Publier ce témoignage sur l’univers de la prostitution et de la pornographie sadomasochiste en plein mouvement « Metoo » me semblait une nécessité. Dénoncer pour libérer la parole des victimes est à mon sens un devoir. Je me veux féministe. Je ne hais pas les hommes, seulement ceux qui se sont prêtés à ces jeux pervers. Je ne suis pas une « chienne de garde ». Le féminisme que je revendique est celui du bon sens, celui d’une survivante de la prostitution, plus guerrière que survivante d’ailleurs. Le stylo est mon arme, les mots, mes grenades. Ma bataille, mon combat est de rendre leur dignité à toutes ces femmes bafouées. Mon récit s’inscrit dans une logique de vérité pour toutes mes petites sœurs d’infortune, battues, prostituées, sacrifiées sur l’autel du porno. Je serai leur porte-parole, leur voix et leur écho.

Mon récit est destiné à faire évoluer les mentalités. Je raconte ce que tant d’autres femmes vivent au quotidien dans l’indifférence générale. La prostitution qualifiée à tort de « plus vieux métier du monde » ne devrait pas être tolérée dans une société civilisée. Trop de gens fantasment sur ce concept qui n’est rien d’autre qu’un viol tarifé. La pornographie est omniprésente partout et banalisée jusque chez les mineurs. Cette situation est intolérable.

Que ce soit dans le porno ou sur le trottoir, les victimes sont recrutées dans les couches les plus fragiles de la population. Mon histoire personnelle en est un excellent exemple. Bipolaire, il fut facile d’exploiter mes troubles psychiques et mes faiblesses à des fins commerciales. L’industrie du sexe utilise les failles de ses « travailleuses ». En matière de sexualité, il ne devrait jamais être question de travail, seulement de plaisir. Nous en sommes bien loin, croyez-moi !

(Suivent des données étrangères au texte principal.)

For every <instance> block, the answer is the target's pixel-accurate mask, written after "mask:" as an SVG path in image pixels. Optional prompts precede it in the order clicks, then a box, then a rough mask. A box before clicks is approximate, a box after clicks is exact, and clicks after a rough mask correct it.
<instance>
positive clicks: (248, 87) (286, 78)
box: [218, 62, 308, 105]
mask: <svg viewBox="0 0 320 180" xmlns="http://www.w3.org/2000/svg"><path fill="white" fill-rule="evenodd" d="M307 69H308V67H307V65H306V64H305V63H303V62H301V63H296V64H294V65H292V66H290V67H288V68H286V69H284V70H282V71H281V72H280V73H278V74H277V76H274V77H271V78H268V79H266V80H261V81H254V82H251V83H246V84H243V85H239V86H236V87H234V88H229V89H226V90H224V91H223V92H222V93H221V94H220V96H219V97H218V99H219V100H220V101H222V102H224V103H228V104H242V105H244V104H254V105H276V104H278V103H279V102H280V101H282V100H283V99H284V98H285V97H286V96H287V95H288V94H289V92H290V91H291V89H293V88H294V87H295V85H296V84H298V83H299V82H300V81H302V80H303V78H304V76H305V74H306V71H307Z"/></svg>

J’ai récemment regardé un reportage à la télévision (Zone interdite, magazine d’Ophélie Meunier) sur la prostitution chez les mineures, un véritable fléau en plein essor. Des gamines à peine pubères tombées aux mains de trafiquants sans scrupules guère plus âgés qu’elles pour certains. Ça m’a bouleversée et pourtant j’en ai vu beaucoup dans mon ancienne vie…

« Cendrillon du trottoir » est une œuvre incontournable pour qui veut vraiment ouvrir les yeux sur ces problématiques.